Auch die Ankündigung von Ausgleichssubventionen, um den ökonomischen Schlag für Transportunternehmen abzufedern, scheint bisher die Proteste definitiv nicht abzubremsen. Zugleich will die Regierung momentan eine Volksabstimmung durchsetzen, um eine verfassungsgebende Versammlung einzuberufen. Dieser Schritt könnte jedoch nach Einschätzung kommunistischer Organisationen im Land nicht etwa als demokratisches Zugeständnis zu verstehen sein, sondern vielmehr als Methode, die gesetzlichen Rahmenbedingungen für in- und ausländisches Kapital noch attraktiver zu gestalten.
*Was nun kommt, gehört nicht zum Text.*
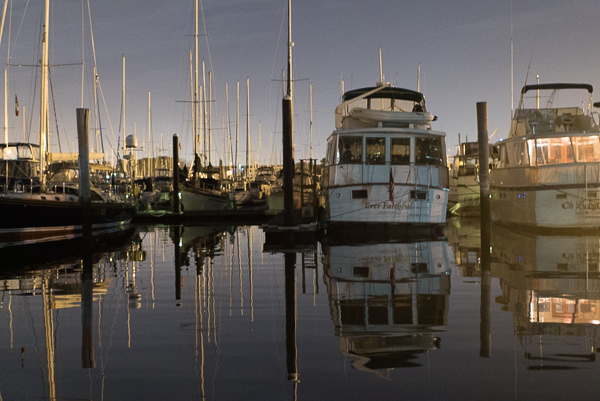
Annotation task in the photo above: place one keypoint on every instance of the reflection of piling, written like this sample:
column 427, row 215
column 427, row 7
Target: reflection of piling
column 176, row 207
column 85, row 192
column 83, row 116
column 485, row 336
column 288, row 162
column 87, row 303
column 290, row 316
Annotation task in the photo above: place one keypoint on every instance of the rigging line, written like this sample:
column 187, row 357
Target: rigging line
column 106, row 110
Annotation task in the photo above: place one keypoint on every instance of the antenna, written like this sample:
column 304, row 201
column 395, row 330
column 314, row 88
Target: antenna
column 380, row 67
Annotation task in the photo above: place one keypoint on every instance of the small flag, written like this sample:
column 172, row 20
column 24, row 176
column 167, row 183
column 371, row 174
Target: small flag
column 391, row 186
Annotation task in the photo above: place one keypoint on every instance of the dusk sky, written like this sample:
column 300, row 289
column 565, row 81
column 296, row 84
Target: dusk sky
column 462, row 47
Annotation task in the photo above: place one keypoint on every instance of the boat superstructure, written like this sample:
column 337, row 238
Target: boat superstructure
column 548, row 172
column 388, row 301
column 384, row 163
column 464, row 179
column 36, row 209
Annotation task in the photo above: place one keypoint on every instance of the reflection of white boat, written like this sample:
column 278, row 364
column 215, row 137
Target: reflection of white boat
column 43, row 212
column 391, row 117
column 388, row 300
column 551, row 285
column 385, row 165
column 548, row 172
column 464, row 179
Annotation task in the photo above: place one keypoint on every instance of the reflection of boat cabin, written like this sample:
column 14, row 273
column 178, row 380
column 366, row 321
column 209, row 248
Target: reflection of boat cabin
column 466, row 163
column 19, row 165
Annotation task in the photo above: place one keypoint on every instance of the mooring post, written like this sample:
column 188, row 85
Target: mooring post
column 85, row 193
column 176, row 207
column 485, row 335
column 291, row 314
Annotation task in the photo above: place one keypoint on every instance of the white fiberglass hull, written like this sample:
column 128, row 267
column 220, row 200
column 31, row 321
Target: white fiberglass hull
column 411, row 205
column 196, row 200
column 562, row 197
column 547, row 207
column 464, row 197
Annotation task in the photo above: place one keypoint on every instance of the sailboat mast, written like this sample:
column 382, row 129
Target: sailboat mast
column 6, row 106
column 195, row 100
column 203, row 95
column 150, row 161
column 44, row 100
column 247, row 126
column 237, row 124
column 209, row 116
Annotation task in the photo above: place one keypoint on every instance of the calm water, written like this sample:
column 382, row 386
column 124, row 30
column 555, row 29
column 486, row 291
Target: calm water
column 204, row 313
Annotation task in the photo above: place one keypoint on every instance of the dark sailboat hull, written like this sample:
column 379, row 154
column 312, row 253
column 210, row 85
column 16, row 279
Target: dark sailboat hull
column 24, row 220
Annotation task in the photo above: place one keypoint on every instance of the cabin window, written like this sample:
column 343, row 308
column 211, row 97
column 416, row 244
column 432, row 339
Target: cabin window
column 517, row 153
column 375, row 151
column 429, row 151
column 400, row 151
column 553, row 151
column 503, row 158
column 350, row 149
column 468, row 166
column 586, row 148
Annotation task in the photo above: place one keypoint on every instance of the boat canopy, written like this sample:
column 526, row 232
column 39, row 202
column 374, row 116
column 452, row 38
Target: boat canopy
column 386, row 93
column 587, row 87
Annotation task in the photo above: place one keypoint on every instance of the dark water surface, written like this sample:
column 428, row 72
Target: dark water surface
column 203, row 313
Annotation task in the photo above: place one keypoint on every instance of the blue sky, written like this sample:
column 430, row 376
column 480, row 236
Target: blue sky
column 463, row 48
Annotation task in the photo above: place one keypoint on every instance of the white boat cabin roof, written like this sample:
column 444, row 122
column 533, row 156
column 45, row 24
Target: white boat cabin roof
column 383, row 106
column 553, row 121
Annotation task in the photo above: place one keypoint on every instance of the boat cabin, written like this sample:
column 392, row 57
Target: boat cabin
column 466, row 162
column 19, row 166
column 380, row 149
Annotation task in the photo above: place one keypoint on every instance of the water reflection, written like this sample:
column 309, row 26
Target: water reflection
column 388, row 301
column 551, row 285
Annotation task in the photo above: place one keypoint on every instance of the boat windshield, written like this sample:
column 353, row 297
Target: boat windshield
column 349, row 150
column 429, row 151
column 561, row 150
column 20, row 152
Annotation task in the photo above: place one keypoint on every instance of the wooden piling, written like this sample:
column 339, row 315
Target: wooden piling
column 176, row 206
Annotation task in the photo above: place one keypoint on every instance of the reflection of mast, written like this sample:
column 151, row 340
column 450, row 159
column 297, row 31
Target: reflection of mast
column 241, row 281
column 291, row 319
column 87, row 301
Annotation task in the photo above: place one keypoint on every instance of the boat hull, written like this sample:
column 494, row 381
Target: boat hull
column 195, row 199
column 555, row 208
column 565, row 197
column 464, row 197
column 410, row 205
column 25, row 220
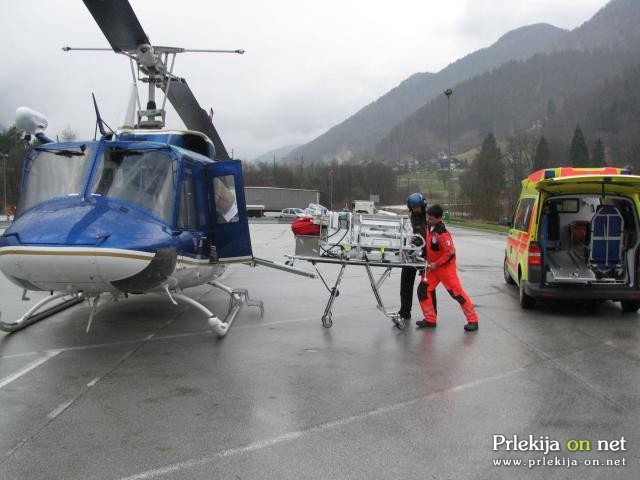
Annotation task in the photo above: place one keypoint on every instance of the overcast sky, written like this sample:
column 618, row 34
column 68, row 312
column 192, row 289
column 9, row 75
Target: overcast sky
column 307, row 66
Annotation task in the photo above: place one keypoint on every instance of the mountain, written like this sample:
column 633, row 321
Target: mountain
column 614, row 26
column 277, row 153
column 522, row 94
column 514, row 97
column 358, row 134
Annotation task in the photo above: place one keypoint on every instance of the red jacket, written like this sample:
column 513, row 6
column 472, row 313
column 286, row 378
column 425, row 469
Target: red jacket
column 440, row 248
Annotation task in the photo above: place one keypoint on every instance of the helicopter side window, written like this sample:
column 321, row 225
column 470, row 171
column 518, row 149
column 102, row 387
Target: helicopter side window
column 54, row 173
column 187, row 217
column 144, row 178
column 224, row 189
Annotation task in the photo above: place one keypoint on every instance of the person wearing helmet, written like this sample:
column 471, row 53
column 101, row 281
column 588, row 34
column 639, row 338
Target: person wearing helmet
column 417, row 205
column 441, row 267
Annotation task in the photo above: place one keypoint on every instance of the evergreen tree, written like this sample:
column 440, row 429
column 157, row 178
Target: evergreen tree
column 598, row 155
column 542, row 158
column 484, row 181
column 579, row 154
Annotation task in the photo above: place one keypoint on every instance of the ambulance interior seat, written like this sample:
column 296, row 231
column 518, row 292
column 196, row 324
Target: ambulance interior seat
column 605, row 246
column 553, row 225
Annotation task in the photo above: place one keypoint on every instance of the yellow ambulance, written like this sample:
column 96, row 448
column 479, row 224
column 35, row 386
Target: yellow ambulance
column 575, row 234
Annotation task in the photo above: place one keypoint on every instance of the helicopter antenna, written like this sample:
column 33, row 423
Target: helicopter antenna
column 99, row 121
column 98, row 117
column 124, row 33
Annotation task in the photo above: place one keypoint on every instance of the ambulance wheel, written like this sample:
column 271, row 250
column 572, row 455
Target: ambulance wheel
column 526, row 302
column 507, row 276
column 630, row 306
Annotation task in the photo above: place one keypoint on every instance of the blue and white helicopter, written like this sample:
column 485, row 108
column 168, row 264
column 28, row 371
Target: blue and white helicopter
column 141, row 210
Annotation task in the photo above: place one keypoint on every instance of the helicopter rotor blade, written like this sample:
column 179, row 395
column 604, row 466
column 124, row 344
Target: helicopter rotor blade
column 119, row 23
column 193, row 116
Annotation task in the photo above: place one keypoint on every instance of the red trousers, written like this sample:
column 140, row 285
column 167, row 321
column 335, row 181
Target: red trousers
column 448, row 275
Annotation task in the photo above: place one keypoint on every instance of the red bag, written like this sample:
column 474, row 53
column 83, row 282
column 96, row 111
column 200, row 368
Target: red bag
column 304, row 226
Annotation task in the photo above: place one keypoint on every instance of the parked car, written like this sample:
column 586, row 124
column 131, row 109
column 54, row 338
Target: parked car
column 292, row 213
column 575, row 234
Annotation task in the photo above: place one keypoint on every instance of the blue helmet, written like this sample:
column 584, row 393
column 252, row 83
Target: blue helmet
column 416, row 200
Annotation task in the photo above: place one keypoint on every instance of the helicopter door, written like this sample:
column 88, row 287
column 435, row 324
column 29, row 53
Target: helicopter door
column 228, row 212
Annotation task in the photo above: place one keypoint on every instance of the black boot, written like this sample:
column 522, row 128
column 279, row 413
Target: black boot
column 425, row 324
column 471, row 326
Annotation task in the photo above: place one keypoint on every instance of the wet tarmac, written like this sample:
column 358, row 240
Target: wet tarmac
column 150, row 392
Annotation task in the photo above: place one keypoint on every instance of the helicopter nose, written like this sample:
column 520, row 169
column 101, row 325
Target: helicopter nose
column 79, row 248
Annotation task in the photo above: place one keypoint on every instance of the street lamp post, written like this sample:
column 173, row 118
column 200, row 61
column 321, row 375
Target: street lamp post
column 448, row 92
column 331, row 199
column 4, row 177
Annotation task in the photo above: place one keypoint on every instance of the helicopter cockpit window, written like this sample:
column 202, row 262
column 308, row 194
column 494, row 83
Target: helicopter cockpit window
column 54, row 173
column 145, row 178
column 187, row 216
column 224, row 189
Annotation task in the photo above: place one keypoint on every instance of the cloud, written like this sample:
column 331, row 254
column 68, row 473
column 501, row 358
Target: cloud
column 308, row 66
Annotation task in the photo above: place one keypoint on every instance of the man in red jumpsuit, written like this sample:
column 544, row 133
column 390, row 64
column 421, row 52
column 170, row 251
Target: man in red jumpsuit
column 441, row 267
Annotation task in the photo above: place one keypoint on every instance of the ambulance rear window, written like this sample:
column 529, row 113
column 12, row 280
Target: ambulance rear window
column 567, row 205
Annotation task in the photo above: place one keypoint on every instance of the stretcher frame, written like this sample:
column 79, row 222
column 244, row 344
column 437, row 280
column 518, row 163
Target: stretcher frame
column 344, row 262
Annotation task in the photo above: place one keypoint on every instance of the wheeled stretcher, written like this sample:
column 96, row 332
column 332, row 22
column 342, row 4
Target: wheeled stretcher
column 362, row 241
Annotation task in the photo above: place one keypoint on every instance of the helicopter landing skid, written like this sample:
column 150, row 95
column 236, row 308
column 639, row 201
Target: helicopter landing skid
column 237, row 297
column 33, row 315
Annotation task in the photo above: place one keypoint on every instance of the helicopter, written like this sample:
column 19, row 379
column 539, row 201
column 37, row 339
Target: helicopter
column 142, row 210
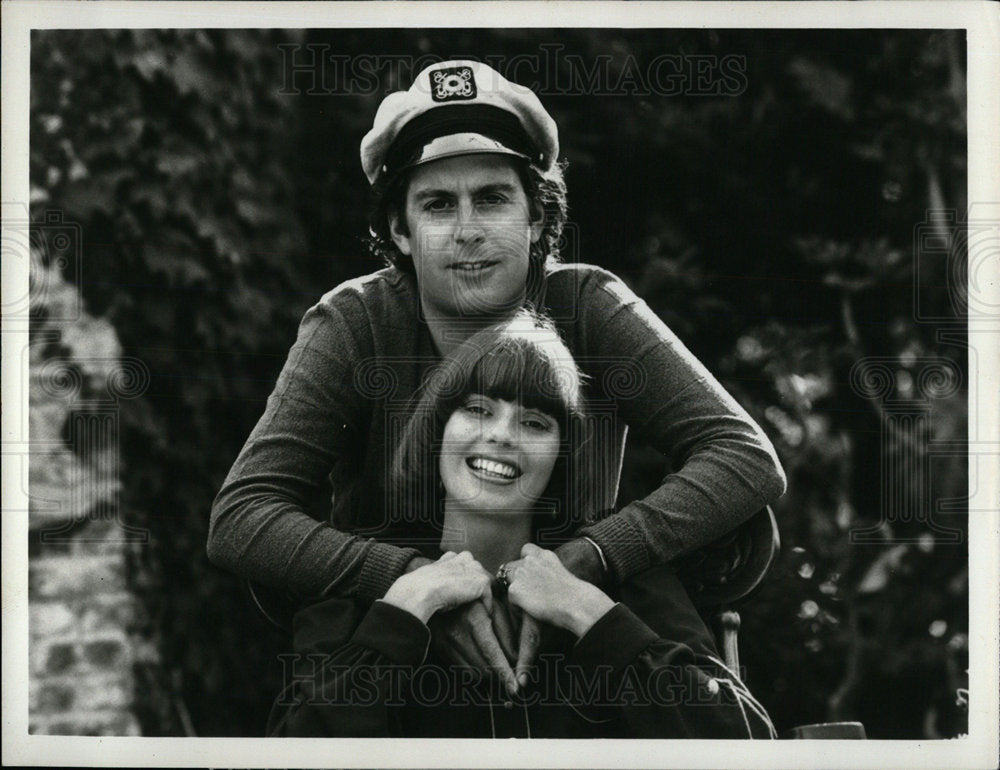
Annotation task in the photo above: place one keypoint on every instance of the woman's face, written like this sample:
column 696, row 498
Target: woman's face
column 497, row 456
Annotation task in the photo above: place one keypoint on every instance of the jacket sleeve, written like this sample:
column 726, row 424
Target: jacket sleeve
column 260, row 528
column 667, row 682
column 724, row 466
column 346, row 675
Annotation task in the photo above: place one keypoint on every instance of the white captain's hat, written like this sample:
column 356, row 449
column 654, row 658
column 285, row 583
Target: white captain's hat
column 458, row 108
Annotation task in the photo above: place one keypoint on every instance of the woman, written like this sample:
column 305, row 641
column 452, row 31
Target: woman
column 495, row 445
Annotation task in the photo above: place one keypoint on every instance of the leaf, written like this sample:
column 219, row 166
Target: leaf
column 882, row 569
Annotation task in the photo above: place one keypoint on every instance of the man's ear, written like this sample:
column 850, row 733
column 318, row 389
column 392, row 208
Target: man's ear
column 400, row 232
column 537, row 221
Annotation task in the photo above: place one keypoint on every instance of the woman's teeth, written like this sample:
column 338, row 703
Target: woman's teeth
column 493, row 468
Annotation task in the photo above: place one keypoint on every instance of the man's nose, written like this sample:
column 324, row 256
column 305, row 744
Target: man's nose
column 468, row 227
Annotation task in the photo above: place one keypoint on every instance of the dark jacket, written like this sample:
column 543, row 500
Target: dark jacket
column 361, row 672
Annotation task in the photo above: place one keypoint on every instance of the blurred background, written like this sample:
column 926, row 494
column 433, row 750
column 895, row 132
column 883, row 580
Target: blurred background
column 788, row 201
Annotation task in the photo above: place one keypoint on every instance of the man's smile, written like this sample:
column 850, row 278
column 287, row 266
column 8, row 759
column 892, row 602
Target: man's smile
column 473, row 266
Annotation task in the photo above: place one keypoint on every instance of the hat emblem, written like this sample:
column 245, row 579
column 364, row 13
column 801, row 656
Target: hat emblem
column 453, row 83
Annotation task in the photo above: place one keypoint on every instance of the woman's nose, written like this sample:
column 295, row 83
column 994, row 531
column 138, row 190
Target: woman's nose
column 501, row 430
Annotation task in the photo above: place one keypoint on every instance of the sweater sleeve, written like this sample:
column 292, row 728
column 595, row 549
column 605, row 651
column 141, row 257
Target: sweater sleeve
column 346, row 676
column 725, row 467
column 664, row 682
column 260, row 528
column 656, row 686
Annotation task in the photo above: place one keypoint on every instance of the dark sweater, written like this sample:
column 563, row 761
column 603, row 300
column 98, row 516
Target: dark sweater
column 341, row 401
column 367, row 671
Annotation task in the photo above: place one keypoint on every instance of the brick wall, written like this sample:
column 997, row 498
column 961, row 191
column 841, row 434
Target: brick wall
column 83, row 644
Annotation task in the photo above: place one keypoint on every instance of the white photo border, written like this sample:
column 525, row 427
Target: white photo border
column 981, row 20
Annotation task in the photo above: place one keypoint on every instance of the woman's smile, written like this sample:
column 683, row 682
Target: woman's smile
column 493, row 470
column 497, row 455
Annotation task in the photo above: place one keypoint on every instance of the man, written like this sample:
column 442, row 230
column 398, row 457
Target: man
column 468, row 208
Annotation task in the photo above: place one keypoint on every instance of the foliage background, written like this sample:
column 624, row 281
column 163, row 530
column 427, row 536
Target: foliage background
column 778, row 230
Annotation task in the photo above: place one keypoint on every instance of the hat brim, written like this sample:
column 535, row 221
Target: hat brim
column 455, row 145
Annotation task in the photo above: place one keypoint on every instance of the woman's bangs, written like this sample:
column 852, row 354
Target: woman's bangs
column 519, row 371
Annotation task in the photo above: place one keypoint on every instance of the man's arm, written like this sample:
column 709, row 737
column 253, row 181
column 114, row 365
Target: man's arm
column 314, row 419
column 725, row 466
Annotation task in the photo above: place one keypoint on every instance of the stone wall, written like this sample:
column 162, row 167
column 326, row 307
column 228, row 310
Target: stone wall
column 83, row 645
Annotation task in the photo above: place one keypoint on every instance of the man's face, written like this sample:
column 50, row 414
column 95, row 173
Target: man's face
column 469, row 229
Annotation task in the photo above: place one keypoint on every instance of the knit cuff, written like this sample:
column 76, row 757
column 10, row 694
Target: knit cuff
column 395, row 633
column 623, row 547
column 383, row 565
column 615, row 640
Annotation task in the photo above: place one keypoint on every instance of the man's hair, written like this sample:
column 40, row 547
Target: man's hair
column 522, row 360
column 546, row 192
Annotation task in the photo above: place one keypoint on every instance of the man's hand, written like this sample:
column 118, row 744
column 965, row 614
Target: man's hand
column 581, row 559
column 545, row 590
column 451, row 581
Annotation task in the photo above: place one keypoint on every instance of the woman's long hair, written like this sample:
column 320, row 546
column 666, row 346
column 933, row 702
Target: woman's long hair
column 522, row 360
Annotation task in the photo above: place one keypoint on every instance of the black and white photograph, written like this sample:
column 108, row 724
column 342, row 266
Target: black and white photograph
column 618, row 375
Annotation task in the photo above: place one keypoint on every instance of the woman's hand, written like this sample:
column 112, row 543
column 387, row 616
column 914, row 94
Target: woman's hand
column 452, row 580
column 543, row 588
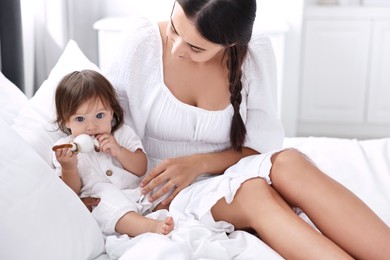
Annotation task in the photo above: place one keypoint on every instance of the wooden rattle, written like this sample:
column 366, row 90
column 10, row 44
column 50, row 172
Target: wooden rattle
column 82, row 143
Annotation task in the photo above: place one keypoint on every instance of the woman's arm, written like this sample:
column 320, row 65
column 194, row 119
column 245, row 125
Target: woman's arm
column 180, row 172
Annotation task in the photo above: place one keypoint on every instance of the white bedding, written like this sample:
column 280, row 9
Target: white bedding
column 42, row 219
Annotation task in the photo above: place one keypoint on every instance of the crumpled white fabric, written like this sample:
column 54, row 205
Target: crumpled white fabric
column 189, row 240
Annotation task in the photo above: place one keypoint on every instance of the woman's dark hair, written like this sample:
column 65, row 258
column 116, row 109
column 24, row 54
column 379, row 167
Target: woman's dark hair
column 229, row 23
column 78, row 87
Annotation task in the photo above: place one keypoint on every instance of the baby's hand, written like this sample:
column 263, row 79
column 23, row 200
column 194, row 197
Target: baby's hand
column 66, row 158
column 108, row 144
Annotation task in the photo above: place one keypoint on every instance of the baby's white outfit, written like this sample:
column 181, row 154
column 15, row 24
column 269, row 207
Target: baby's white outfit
column 102, row 176
column 170, row 128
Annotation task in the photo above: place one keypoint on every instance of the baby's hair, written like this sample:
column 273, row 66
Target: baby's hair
column 229, row 23
column 78, row 87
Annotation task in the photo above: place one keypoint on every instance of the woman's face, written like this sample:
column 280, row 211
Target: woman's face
column 187, row 43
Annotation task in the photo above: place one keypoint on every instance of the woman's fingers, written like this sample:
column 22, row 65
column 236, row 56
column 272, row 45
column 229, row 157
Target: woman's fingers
column 162, row 191
column 168, row 200
column 149, row 182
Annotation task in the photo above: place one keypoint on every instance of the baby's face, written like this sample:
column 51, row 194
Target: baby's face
column 91, row 118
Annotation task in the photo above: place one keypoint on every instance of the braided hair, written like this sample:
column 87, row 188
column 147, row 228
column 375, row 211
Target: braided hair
column 229, row 23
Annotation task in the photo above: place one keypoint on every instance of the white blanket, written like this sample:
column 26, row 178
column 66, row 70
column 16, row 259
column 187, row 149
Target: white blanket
column 361, row 166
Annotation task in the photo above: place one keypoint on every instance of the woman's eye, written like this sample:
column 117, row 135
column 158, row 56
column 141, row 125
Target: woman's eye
column 79, row 119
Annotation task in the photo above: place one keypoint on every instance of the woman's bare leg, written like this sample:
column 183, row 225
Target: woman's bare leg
column 134, row 224
column 337, row 212
column 256, row 205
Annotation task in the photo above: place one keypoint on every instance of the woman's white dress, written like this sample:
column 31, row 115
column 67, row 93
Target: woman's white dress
column 170, row 128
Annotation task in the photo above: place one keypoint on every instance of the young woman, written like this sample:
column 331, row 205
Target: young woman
column 86, row 103
column 198, row 91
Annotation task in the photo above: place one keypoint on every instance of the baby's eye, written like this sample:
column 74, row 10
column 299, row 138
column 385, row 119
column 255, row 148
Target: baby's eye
column 79, row 119
column 100, row 115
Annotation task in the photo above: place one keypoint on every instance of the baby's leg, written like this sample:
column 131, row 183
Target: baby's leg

Bei Zusammenstößen zwischen Sicherheitskräften und Demonstrierenden wurden bereits mehrere Menschen verletzt, mindestens ein:e Protestierende:r kam ums Leben. Zudem kommt es zu massiven Repressionen, insbesondere in der Form hunderter Festnahmen.
Zusätzlich zu den Unruhen wegen der Dieselpreise kommt es auch aus anderen Gründen zu sozialen Kämpfen. Indigene Gruppen kritisieren neue Öl- und Gasförderprojekte in der Amazonasregion. In der Provinz Azuay sorgte zudem ein geplantes Bergbauprojekt nahe wichtiger Wasserreservoirs für Proteste von Zehntausenden Menschen in der dortigen Provinzhauptstadt Cuenca. Die Regierung Noboa hatte hier dem kanadischen Goldförderunternehmen Dundee Precios Metals eine Lizenz für den Bau einer neuen Goldmine erteilt.